TDA of the type being developed by Ayasdi is able to take this unprecedented approach because it can discern patterns in large data sets which would be otherwise difficult to extract. Normal data mining approaches when applied to high-dimensional data sets are bound within computation limits; TDA, on the other hand, can circumvent the information processing horizon of conventional techniques. Carlsson et al. (2013) enumerate the features unique to topology which explain its efficacy in dealing with data:

First is the coordinate-free nature of topological analysis. Topology is the study of shapes and deformations; it is therefore primarily qualitative. This makes it highly suited to the study of data when the relations (distance between pairs of points: a metric space) are typically more important than the specific coordinates used.

Second is topology’s capacity to describe the changes within shapes and patterns under relatively small deformations. The ability of topology to hold on to the invariance of shapes as they are stretched and contorted means that when applied to data sets this form of analysis will not be overly sensitive to noise.

Third, topology permits the compressed representation of shapes. Rather than taking an object in all its complexity, topology builds a finite representation in the form of a network, also called a simplical complex.

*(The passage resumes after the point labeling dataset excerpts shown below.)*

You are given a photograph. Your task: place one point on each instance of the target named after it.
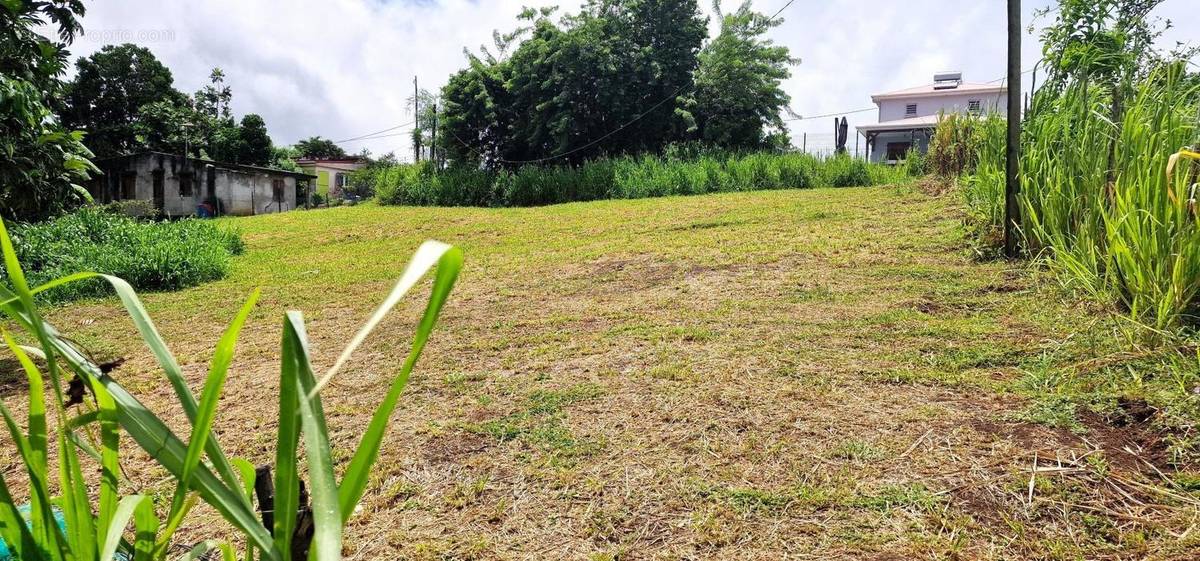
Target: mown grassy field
(792, 374)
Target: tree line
(121, 100)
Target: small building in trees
(333, 174)
(907, 118)
(185, 186)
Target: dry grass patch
(797, 374)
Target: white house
(907, 118)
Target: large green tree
(319, 149)
(42, 162)
(604, 80)
(255, 143)
(738, 100)
(108, 92)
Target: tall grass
(1098, 199)
(150, 255)
(55, 441)
(679, 173)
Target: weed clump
(150, 255)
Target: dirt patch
(454, 447)
(1127, 447)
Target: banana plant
(199, 466)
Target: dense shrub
(684, 170)
(954, 149)
(151, 255)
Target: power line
(361, 137)
(780, 10)
(832, 114)
(375, 137)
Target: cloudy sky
(342, 68)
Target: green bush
(150, 255)
(846, 172)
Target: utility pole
(433, 139)
(1013, 155)
(417, 121)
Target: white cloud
(341, 68)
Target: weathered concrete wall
(241, 192)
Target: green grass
(150, 255)
(737, 375)
(624, 178)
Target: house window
(130, 185)
(185, 184)
(898, 151)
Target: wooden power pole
(1013, 154)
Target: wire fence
(825, 144)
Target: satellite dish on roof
(947, 80)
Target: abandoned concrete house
(180, 186)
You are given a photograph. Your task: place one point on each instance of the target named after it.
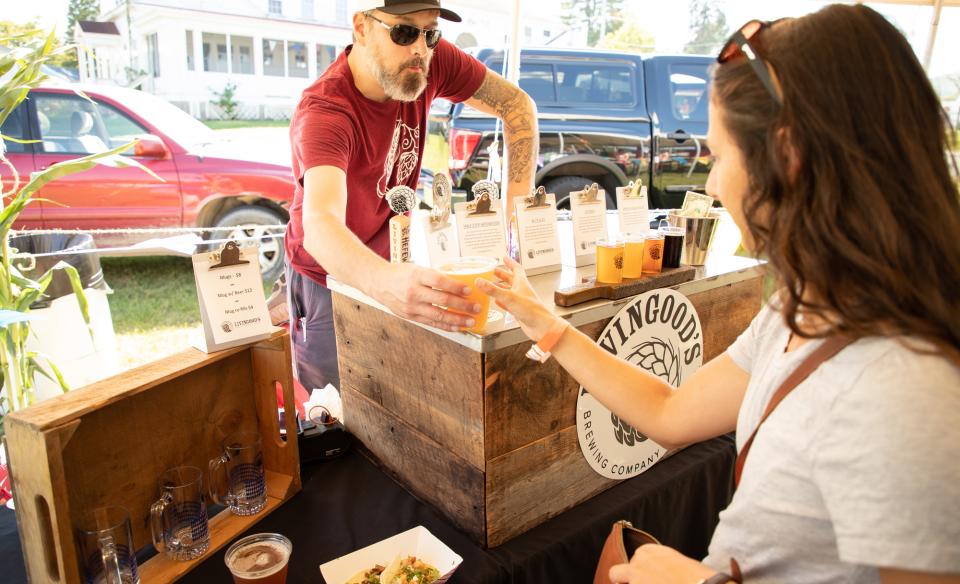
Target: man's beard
(401, 85)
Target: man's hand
(517, 297)
(658, 564)
(418, 293)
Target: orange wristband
(540, 351)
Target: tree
(601, 17)
(227, 101)
(630, 37)
(709, 27)
(80, 10)
(20, 35)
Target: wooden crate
(487, 438)
(108, 443)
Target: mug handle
(158, 521)
(218, 478)
(111, 563)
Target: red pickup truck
(207, 182)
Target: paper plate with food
(415, 556)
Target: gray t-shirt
(857, 469)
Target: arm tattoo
(521, 154)
(511, 106)
(507, 101)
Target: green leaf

These features of topology provide a powerful way to analyse large data sets. The compression capacities of topology, in combination with its coordinate-free manipulation of data and the resistance of its simplical complexes to noise, means that once a data set is converted into topological form their algorithms can much more efficiently and powerfully find patterns within it.

How these topological insights are turned into functional algorithms is, however, complex. In order to follow in fine detail Carlsson’s expositions of the methods involved (e.g. 2009), training in the field of algebraic topology is probably necessary. The terms persistent homology, Delauney triangulation, Betti numbers, and functoriality should be familiar to anyone attempting in depth understanding of the scholarly papers. Compared, for example, to the Black-Scholes-Merton formula for option pricing, which can be interpreted fairly easily by anyone with a grasp on the syntax of differential algebra, TDA works at a level of mathematical sophistication practically inaccessible to those without advanced mathematical training. In this it is not unique; most high-level information processing methods are complex. But it does result in a curiously blurred line between academic and commercial research.

Whereas for example the proprietary models created by quants in investment banks are typically only published academically after a lag time of a numbers of years, Carlsson and his colleagues at Ayasdi published their approach ahead of beginning commercial operations. Although these publications do not detail the specific algorithms developed by the company used to turn TDA into operational software, they do lay out most of the conceptual work lying behind it.

Why this openness about their approach? Partly, at least, the answer seems to rest with the complexity of the mathematics involved. As co-founder Gurjeet Singh puts it: ‘Ayasdi’s topology-oriented approach to data analysis is unique because few people understand the underlying technology … “As far as we know, we are the only company capitalizing on topological data analysis,” he added. “It’s such a small community of people who even understand how this works. We know them all. A lot of them work at our company already.”’

It is a situation that poses both challenges and opportunities for sociologists of finance. The challenge lies with getting up to speed with this branch of mathematics so that it is possible to follow the technical work pursued by companies like Ayadi. The opportunity is that since those involved in TDA seem relatively open in publishing their methods, researchers are not restricted to following developments years after they have already been deployed in the marketplace. Researchers should be able to follow theoretical developments in TDA synchronously with their application over the following years.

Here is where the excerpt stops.